Let us look at each to see if we have prepared for this change in the six weeks that we stole from the virus.
If physical distancing has to be maintained in public transport, it would have to be planned and changes need to be made to facilitate this in everyday life.
Has the purchase of buses with single seating, far apart, been initiated?
As for the buses that we already have, have the seats been increased/changed to ensure no standing passengers?
Have the offices, factories and workplaces been asked to plan how to function with half the workforce at a time?
If hand etiquette is expected -- have we fitted all buses, trains and public transport, including auto rickshaws, taxis and radio cabs, with hand sanitisers?
Surely it could have been done in the last 40 days -- even while ensuring physical distancing.
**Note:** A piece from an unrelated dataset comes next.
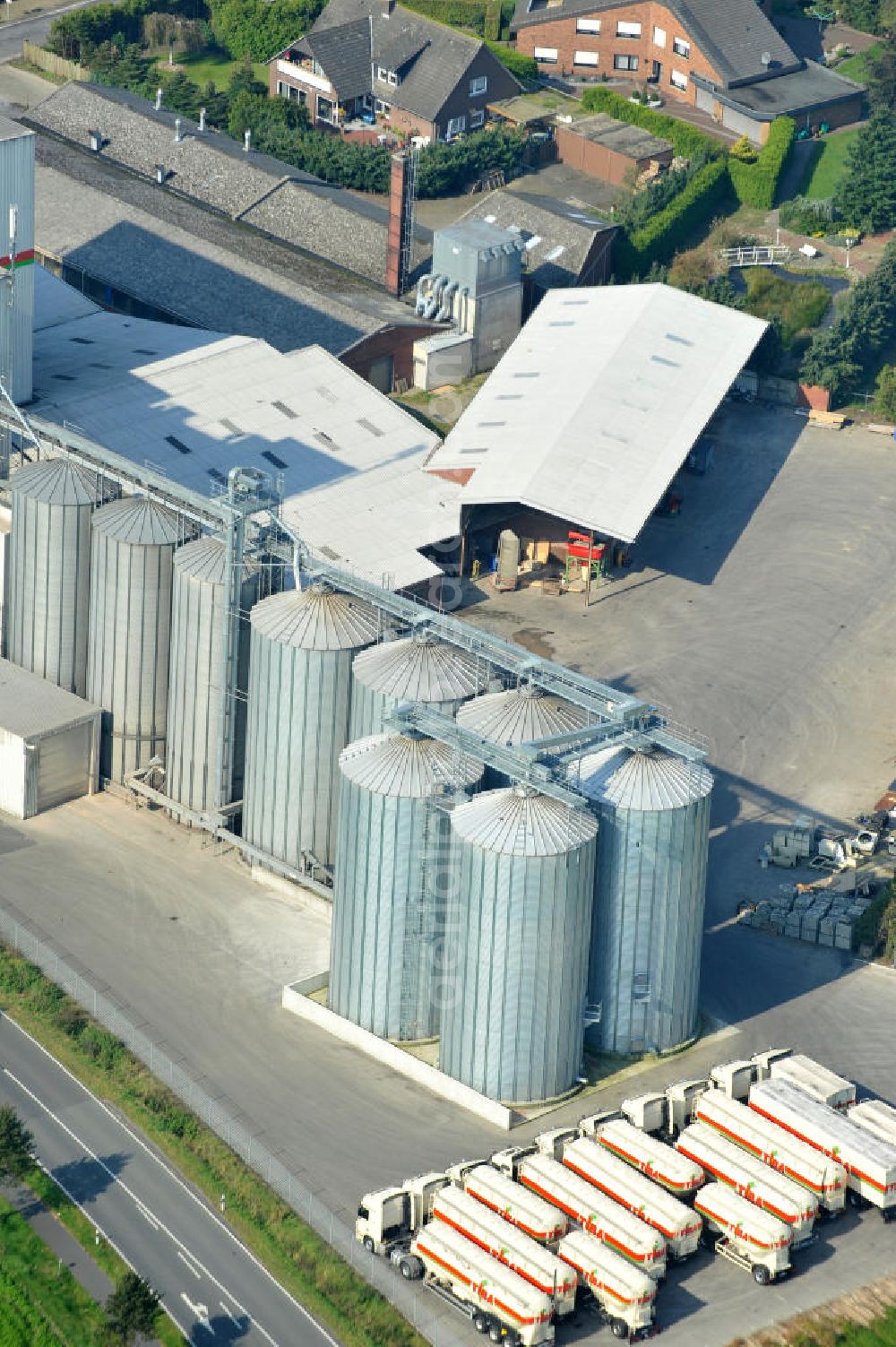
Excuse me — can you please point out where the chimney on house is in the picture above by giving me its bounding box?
[385,150,414,295]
If more work from home is to be actively pursued, have broadband facilities in residential areas been enhanced?
Could we ask laptop/tablet manufacturers to ramp up production (rather than build ventilators, which they have no clue about!) and make them more affordable?
Have we made classrooms virtual?
If we wanted to, we could have done a number of things to prepare for our 'new tomorrow'.
The silver lining is that, if we want, we have this fresh lease of time now.
Or we can just say we had no clue as to what to do with the time we snatched from the virus by enforcing the lockdown!
While we have spent all our energy on implementing a strict lockdown, we run the risk of losing what we have gained if we don't have a plan to effectively control the virus.
Having achieved what we could from a lockdown, we should now think of the best way to lift it in all the zones.
We should not forget the core purpose of the lockdown -- to buy time to implement a strategy to tackle the virus, to prepare for the final lifting of the lockdown and to prepare for a 'new tomorrow'!
Dr Sanjeeth Peter, a cardiac surgeon with 25 years of experience in critical care, is the director and chief cardiac surgeon at the DDMM Heart Institute, Nadiad, Gujarat. He is a volunteer helping care of COVID-19 patients.